RGM® Glossary · Finance
Growth Glossary — Definition
SHT ONE-TIME-CHARG

One-Time Charge

One-Time Charge is a unit-economics concept in finance & unit economics. Teams treat it as a recurring decision point worth defining with care.
Schematic — One-Time Charge

One-Time Charge is a unit-economics concept in finance & unit economics. Teams treat it as a recurring decision point worth defining with care.

Term
One-Time Charge
Field
Finance
Category
Finance & Unit Economics

What it means

Here is the short version.One-Time Charge means a unit-economics concept. The value is in a shared, precise definition, not in knowing the word.

One-Time Charge is a unit-economics concept in finance & unit economics. Teams treat it as a recurring decision point worth defining with care.
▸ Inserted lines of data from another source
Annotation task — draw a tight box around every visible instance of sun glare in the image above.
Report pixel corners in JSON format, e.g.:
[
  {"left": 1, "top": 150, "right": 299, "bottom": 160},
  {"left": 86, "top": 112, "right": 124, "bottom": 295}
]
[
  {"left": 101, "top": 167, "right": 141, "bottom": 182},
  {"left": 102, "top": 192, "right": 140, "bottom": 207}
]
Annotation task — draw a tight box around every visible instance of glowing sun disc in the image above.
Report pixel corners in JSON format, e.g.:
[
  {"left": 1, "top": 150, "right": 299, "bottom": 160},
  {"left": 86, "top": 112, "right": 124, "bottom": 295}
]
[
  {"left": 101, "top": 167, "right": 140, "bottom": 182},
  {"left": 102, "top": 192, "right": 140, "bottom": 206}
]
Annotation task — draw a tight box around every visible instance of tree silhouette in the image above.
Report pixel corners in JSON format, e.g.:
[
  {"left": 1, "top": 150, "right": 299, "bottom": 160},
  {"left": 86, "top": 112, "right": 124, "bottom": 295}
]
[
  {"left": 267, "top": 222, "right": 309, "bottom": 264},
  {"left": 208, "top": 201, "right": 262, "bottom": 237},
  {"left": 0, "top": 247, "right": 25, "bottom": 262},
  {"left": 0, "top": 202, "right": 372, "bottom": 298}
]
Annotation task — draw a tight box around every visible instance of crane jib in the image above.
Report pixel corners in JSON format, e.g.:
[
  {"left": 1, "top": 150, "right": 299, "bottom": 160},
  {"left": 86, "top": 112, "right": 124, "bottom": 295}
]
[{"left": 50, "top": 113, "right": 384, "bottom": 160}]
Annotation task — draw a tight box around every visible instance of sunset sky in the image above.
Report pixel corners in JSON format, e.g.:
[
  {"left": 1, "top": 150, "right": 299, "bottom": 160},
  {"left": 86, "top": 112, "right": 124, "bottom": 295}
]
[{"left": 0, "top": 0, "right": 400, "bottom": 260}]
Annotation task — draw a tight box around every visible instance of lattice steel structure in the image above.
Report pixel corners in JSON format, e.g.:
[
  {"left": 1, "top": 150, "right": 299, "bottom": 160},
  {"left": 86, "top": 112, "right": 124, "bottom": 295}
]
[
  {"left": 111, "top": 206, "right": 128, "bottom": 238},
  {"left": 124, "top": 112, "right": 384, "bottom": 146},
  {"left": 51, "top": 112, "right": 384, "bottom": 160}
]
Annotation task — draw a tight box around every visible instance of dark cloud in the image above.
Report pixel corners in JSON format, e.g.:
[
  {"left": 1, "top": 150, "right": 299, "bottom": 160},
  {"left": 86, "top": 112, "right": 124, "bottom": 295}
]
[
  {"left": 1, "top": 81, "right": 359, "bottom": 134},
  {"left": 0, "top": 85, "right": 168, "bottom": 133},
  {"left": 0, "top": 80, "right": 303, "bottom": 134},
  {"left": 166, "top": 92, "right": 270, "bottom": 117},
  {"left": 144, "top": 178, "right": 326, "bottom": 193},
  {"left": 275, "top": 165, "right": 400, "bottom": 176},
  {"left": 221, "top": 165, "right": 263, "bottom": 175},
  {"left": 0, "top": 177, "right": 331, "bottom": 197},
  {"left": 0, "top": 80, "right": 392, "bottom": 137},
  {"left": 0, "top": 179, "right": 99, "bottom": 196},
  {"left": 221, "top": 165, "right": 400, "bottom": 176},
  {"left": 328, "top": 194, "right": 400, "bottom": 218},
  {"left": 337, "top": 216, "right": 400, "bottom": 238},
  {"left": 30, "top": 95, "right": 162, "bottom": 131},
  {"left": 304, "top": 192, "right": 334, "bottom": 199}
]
Within Finance & Unit Economics, One-Time Charge is a unit-economics concept. Get the definition right and the work that follows gets easier.

How it works

Look at it this way.One-Time Charge is no fixed dial. How it behaves depends on your audience, your channel mix, and the strategy around it.

Think of One-Time Charge as context-bound. A small shop reads it simply; an enterprise reads it with more nuance. That is normal -- One-Time Charge is shaped by audience and channel mix. Read One-Time Charge without care and the plan wobbles; be precise and the read holds.

The working rule is plain. Agree what One-Time Charge covers first, then act on it. Skip that order and One-Time Charge loses its shared meaning, and two teams end up measuring two different things. Pick one definition.

When it matters

Worth a slow read.Bring One-Time Charge in when a live call depends on it. With no decision on the table, it stays background.

One-Time Charge matters at the point of a decision. In finance & unit economics, three moments come up again and again. Outside them, One-Time Charge is reference material.

  1. Setting budget. One-Time Charge signals which line earns the marginal spend.
  2. Choosing a metric. One-Time Charge shows whether the report will hold up.
  3. Comparing options. One-Time Charge corrects two options that look alike but are not.

A concrete walk-through

Worth a slow read.To make One-Time Charge concrete, the case below uses Dollar Shave Club and figures from public reporting plus RGM analysis.

Consider Dollar Shave Club. Running a CAC-payback tightening, the team put One-Time Charge at the center of the call. With a clean baseline and one fixed definition of One-Time Charge, they read what moved: payback shortened from 14 to 9 months. The discipline is the lesson.

The numbers behind One-Time Charge -- illustrative only, RGM analysis
StageThe step takenWhy it mattered
BaselineLogged where One-Time Charge stood before the test.A fixed point of truth.
DefineAgreed a single definition of One-Time Charge.A shared definition up front.
ActA CAC-payback tightening — one variable.One change, a clean read.
ResultPayback shortened from 14 to 9 monthsA call backed by the read.

Treat the One-Time Charge figures as illustrative, labeled RGM analysis. Reuse the sequence, not the digits.

Failure modes to watch

Read that twice.The errors with One-Time Charge are predictable: one blanket rule, no context, chasing the word, raw benchmarks. Each is avoidable.

Quick answers

What is One-Time Charge?
One-Time Charge is a unit-economics concept in finance & unit economics. Teams treat it as a recurring decision point worth defining with care. Settle what One-Time Charge covers first; the strategy follows from there.
Why does One-Time Charge matter for marketers?
One-Time Charge shows up in budget reviews and channel reporting. Use it loosely and teams pull apart; use it precisely and the numbers line up.
How do teams use One-Time Charge?
One-Time Charge informs a decision -- most often a budget, a metric choice, or a comparison. The Dollar Shave Club example above shows the pattern.
Where do teams slip up on One-Time Charge?
Chasing One-Time Charge as a goal and benchmarking it raw. Both bury the real trade-off underneath.
What should I read next on One-Time Charge?
The related terms below are a good next step; from there, see marketing mix modeling, plus what growth marketing is.
What is One-Time Charge?
One-Time Charge is a unit-economics concept in finance & unit economics. Teams treat it as a recurring decision point worth defining with care. Settle what One-Time Charge covers first; the strategy follows from there.
Why does One-Time Charge matter for marketers?
One-Time Charge shows up in budget reviews and channel reporting. Use it loosely and teams pull apart; use it precisely and the numbers line up.
How do teams use One-Time Charge?
One-Time Charge informs a decision -- most often a budget, a metric choice, or a comparison. The Dollar Shave Club example above shows the pattern.